‘But where did he come from, the little dark thing?’ In Emily Brontë’s Wuthering Heights, Heathcliff is a foundling, picked up – so the story goes – off the docks in Liverpool. Taken in by the Earnshaw family, he grows up on the Moors, volatile and solitary, a shade darker than everyone else. The great romance of his character stems from his lack of origin. Is he a monster, or the residue of events in an unknown past?
In Balls, a short film on display at the Foundling Museum, model-turned-filmmaker Lily Cole imagines Heathcliff’s beginning by intertwining his story with those of two young women who gave up their babies to the Foundling Hospital in the 19th century. The film, commissioned (in collaboration with the Brontë Parsonage Museum and Rapid Response Unit) to mark the 200th anniversary of Emily Brontë’s birth, is set in present-day Liverpool. Peggy and Mary Ann are two single mothers no longer able to support their children alone.
Giving up their children is a traumatising process. The women are questioned by a male board of admissions, and must prove either that the child was born of rape (‘Was it repeated?’), or else conceived as the result of seduction after a promise of marriage. Peggy, Heathcliff’s mother (played by Tia Bannon), is asked if her child is black. ‘Are you kidding?’ she responds.
Once through the interview stage, the mothers are asked to pick a ball at random. This lottery, from which the film takes its title, was thought the fairest way to allocate places at the Foundling Hospital, which, by 1800, had already admitted 18,000 babies – a sign of London’s rapidly increasing birth rate. A white ball signified admission; a black ball, and the young mother was turned away; a red ball placed the child on a reserve list, given a place if another failed the health check. A particularly moving scene shows Mary Ann (Sarah Gadon) as her child is examined by doctors, the rash on its chest signalling her continued life of poverty and shame.
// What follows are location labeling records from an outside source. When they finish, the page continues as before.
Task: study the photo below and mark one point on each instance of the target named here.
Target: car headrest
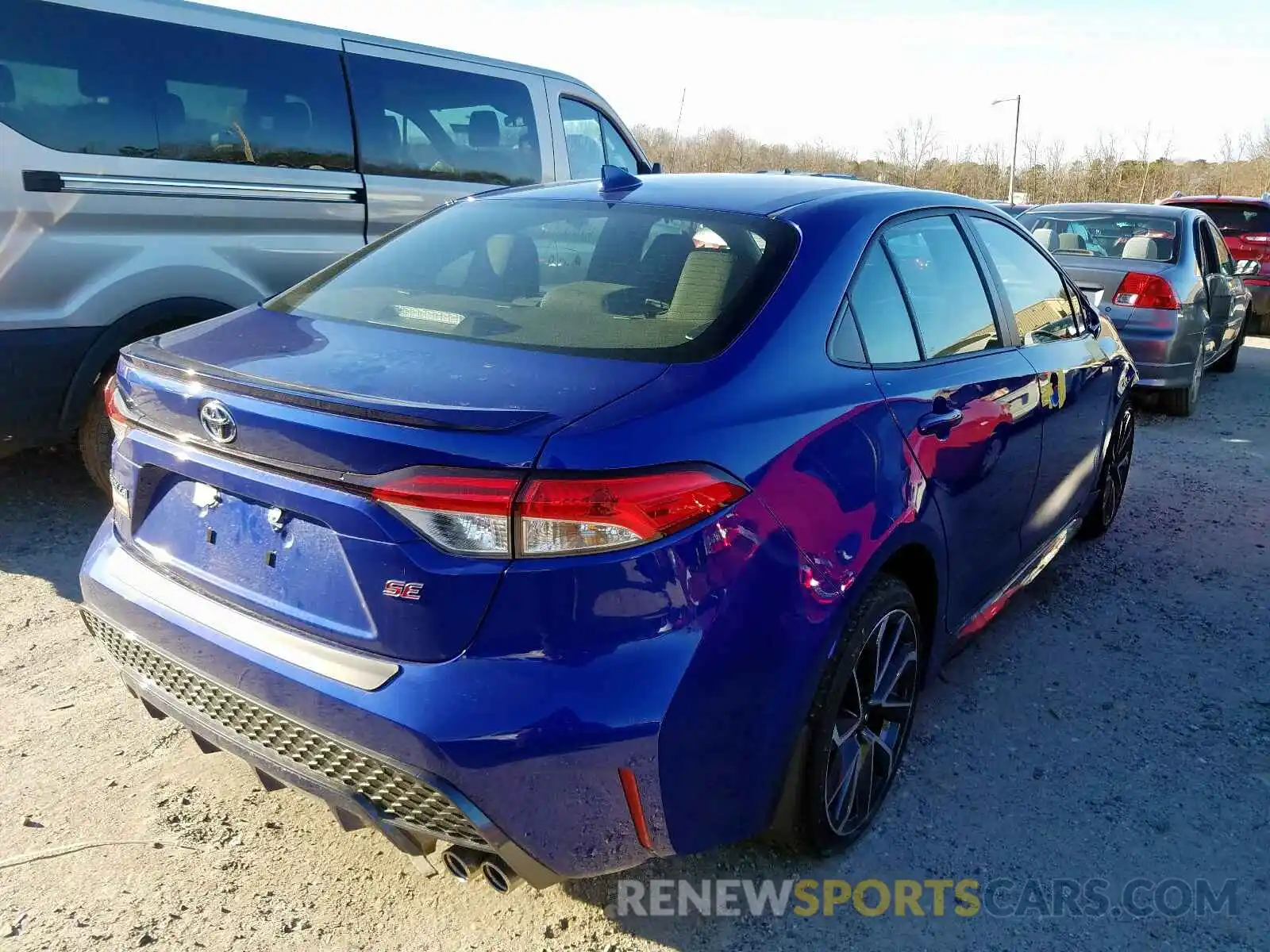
(702, 286)
(484, 130)
(169, 111)
(101, 83)
(294, 120)
(381, 137)
(510, 268)
(1045, 239)
(1142, 249)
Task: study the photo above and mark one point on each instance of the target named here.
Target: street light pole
(1014, 156)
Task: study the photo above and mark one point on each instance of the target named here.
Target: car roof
(200, 14)
(747, 194)
(1217, 200)
(1159, 211)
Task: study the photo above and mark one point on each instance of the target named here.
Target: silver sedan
(1164, 277)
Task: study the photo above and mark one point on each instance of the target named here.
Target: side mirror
(1094, 321)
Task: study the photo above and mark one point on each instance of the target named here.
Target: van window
(107, 84)
(592, 141)
(429, 122)
(577, 277)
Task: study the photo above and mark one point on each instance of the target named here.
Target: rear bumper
(480, 752)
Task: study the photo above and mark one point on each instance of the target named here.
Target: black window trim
(1003, 298)
(641, 168)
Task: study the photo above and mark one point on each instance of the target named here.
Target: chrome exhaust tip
(499, 876)
(461, 862)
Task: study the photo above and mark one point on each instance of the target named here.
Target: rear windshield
(1104, 234)
(1237, 219)
(633, 282)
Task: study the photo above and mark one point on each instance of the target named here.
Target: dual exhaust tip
(467, 865)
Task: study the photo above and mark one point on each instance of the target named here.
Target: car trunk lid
(279, 520)
(1100, 278)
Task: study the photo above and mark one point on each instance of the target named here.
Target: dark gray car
(1164, 277)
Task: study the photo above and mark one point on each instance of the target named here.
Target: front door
(1075, 378)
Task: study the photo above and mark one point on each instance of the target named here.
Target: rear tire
(95, 438)
(1114, 476)
(1181, 401)
(859, 724)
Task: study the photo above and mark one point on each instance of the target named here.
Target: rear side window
(880, 311)
(429, 122)
(105, 84)
(943, 286)
(592, 141)
(1034, 287)
(1235, 219)
(1102, 234)
(634, 282)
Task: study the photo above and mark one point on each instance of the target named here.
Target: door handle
(939, 424)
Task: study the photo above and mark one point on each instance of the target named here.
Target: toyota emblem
(217, 422)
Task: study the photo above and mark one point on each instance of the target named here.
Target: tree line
(1138, 168)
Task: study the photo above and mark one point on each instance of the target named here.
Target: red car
(1245, 224)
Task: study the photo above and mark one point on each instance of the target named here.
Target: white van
(164, 162)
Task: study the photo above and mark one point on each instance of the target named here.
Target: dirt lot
(1114, 723)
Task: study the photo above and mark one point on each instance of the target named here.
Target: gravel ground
(1114, 723)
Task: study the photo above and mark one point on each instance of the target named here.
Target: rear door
(1218, 279)
(433, 129)
(965, 399)
(1073, 376)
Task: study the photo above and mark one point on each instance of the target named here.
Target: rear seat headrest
(1141, 248)
(1045, 239)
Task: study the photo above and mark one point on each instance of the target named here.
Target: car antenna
(614, 178)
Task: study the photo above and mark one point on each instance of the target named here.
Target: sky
(848, 73)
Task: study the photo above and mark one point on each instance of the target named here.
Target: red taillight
(475, 513)
(114, 408)
(469, 513)
(1141, 290)
(562, 516)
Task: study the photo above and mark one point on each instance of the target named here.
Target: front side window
(592, 141)
(613, 281)
(1096, 234)
(427, 122)
(1035, 290)
(943, 286)
(106, 84)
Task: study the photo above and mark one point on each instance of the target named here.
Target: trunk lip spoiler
(146, 355)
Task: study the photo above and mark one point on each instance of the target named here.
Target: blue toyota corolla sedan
(579, 524)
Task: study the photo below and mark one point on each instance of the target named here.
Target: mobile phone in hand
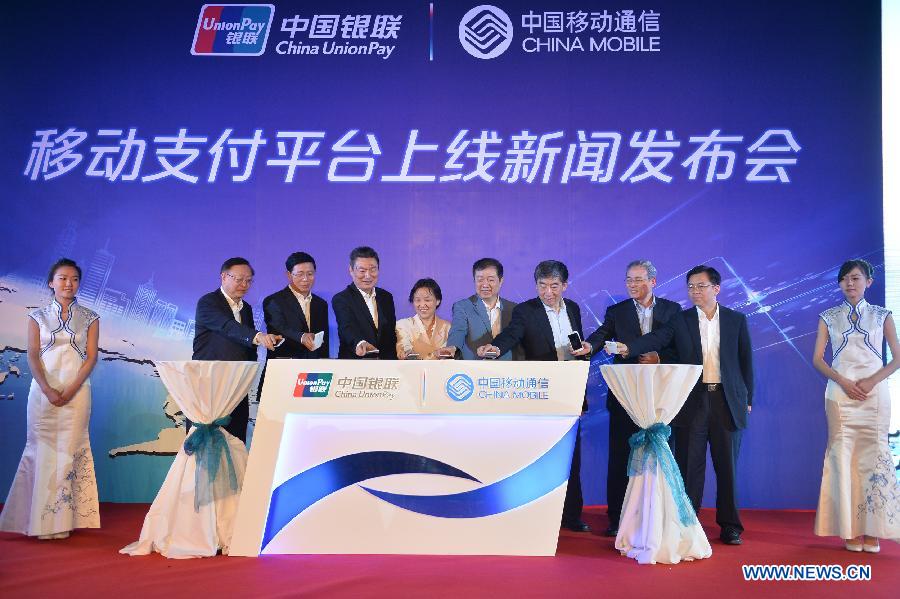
(575, 340)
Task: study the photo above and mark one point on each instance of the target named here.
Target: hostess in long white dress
(55, 490)
(860, 494)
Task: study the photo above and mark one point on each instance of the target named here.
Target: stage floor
(88, 565)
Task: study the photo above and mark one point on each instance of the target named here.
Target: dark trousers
(621, 427)
(574, 502)
(239, 419)
(714, 425)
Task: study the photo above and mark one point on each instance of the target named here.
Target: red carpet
(88, 565)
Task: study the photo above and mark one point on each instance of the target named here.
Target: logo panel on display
(460, 387)
(531, 482)
(485, 32)
(313, 384)
(232, 29)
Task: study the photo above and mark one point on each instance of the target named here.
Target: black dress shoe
(730, 537)
(577, 526)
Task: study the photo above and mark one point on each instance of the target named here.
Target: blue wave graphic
(532, 482)
(537, 479)
(299, 492)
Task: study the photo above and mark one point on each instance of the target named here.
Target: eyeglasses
(240, 280)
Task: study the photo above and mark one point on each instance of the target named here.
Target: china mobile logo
(460, 387)
(312, 384)
(232, 29)
(485, 31)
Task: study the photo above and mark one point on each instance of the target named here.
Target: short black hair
(864, 266)
(430, 284)
(237, 261)
(487, 263)
(59, 264)
(298, 258)
(549, 269)
(714, 277)
(363, 251)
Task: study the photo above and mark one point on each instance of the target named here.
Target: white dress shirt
(369, 298)
(236, 308)
(559, 323)
(709, 339)
(494, 316)
(645, 315)
(304, 301)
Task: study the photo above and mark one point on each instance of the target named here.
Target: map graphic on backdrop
(591, 134)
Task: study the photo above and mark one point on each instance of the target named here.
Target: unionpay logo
(460, 387)
(233, 29)
(313, 384)
(485, 31)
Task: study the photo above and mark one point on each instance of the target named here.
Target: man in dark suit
(625, 321)
(715, 412)
(541, 326)
(296, 313)
(480, 317)
(224, 330)
(365, 313)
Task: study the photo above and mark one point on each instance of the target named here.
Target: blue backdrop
(151, 141)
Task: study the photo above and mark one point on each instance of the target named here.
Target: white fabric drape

Perhaps the bleakest truth about the Foundling Hospital was its inevitable failure to address the conditions of urban poverty.
Cole’s use of the Foundling’s archive compellingly draws attention to the real women behind the characters. Adjacent to the film is a glass cabinet containing the letters written on behalf of Peggy and Mary Ann to explain the circumstances of their situations. Peggy was 14 when she was seduced on a voyage to England, by a man who left the ship at Ostend despite knowing she was pregnant. Her mistress petitions the Foundling on behalf of the ‘poor unfortunate girl’, who, illiterate, has signed the letter with her wavering mark. Mary Ann, meanwhile, was raped by a fellow servant (now presumed dead) in the house in which she worked; her mistress, like Peggy’s, vouches for her good conduct, writing that she ‘believes entirely the statement the petitioner has made regarding the paternity of the child and as to the manner of the occasion’.
The letters are as elliptical as the film itself. There was a language for the trauma experienced by women, if not by their lovers or abusers, then by a society that condemned pregnancy out of wedlock. In her sensitive handling of these archival stories, and by staging them in a contemporary setting, Cole juxtaposes past with present, asking her viewers to consider the progress of women’s rights in the last 200 years – and to recognise the distance still to go. Society still polices women’s bodies: in Northern Ireland, for example, women still do not have the right to decide not to be pregnant; to a lesser extent, though clearly retrogressive, a male member of the Brontë Society, which runs the museum, resigned in protest against Cole’s appointment as a ‘creative partner’, citing his opposition to her work as a model.
Yet Balls is hopeful, too. As Peggy folds a token into her baby’s blanket – a small object that will identify him in the Foundling’s records; there are thousands of such tokens in the archive – we witness a forward-looking gesture, and one born out of a desire for a better life.
‘Lily Cole: Balls’ is at the Foundling Museum, London, until 2 December.